What Vitamin C Does
Vitamin C (ascorbic acid) is needed to produce collagen. Collagen is the glue that holds our body together. It is the framework of bones, teeth, connective tissue and the walls of our blood vessels.
When cement contractors lay down the foundation of a house, they use metal rods to add a flexible stability to the cement mixture. Collagen in our bones is like the metal rods in cement.
Vitamin C is also used to construct hormones for the Endocrine System.

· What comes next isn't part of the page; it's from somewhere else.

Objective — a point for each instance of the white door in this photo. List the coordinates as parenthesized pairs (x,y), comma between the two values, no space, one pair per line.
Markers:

Moderate increases of Vitamin C have been found to reduce the duration of cold symptoms.
Vitamin C Deficiency
When sailors went out to sea in the olden days for an extended period of time, they didn't bring enough fresh fruits and veggies that contained Vitamin C so they became deficient and developed a condition called Scurvy. In Scurvy, our gums become inflamed, swollen, and start to bleed. Our teeth loosen in their sockets and will eventually fall out if we do not correct the deficiency in time. We experience internal bleeding in our subcutaneous tissue as well as in our joints. We bruise easily and our cuts and scrapes do not heal very quickly. We may feel tired, lethargic, depressed. In this state we have a hard time remaining balanced in the face of conflict. We may lose it pretty easily. So even though most of us are not out at sea, if we don't get plenty of fresh fruits and vegetables--the kind that are rich in Vitamin C--then we may be experiencing at least mild symptoms of its deficiency. Are you feeling lost at sea?
It's hard to get too much of any vitamin or mineral from our food. If we're taking supplements it can be quite easy to overdose. Overdoses of vitamin C can cause nausea, diarrhea, abdominal cramps, and sometimes even headaches. Long term overdosing can lead to kidney stone formation.
Vitamin C Sources
The Numbers
Adults: 75-90 mg/day
More Specifically
Infants
0-6 mo: about 40 mg/day
6-12 mo: 50 mg/day
Children
1-3: 15 mg/day
4-8: 25 mg/day
Males
Tweens 9-13: 45 mg/day
Teens 14-18: 75 mg/day
Adults 19 and up: 90 mg/day
Example Servings
1 large orange = 75 mg Vitamin C
1/2 c. broccoli = 35 mg Vitamin C
1 kiwi (2" diameter) = 64 mg Vitamin C
1 red pepper (medium) = 152 mg Vitamin C!
You can look up the nutrient content of any food on the USDA's Nutrient Data Base of its National Agricultural Library.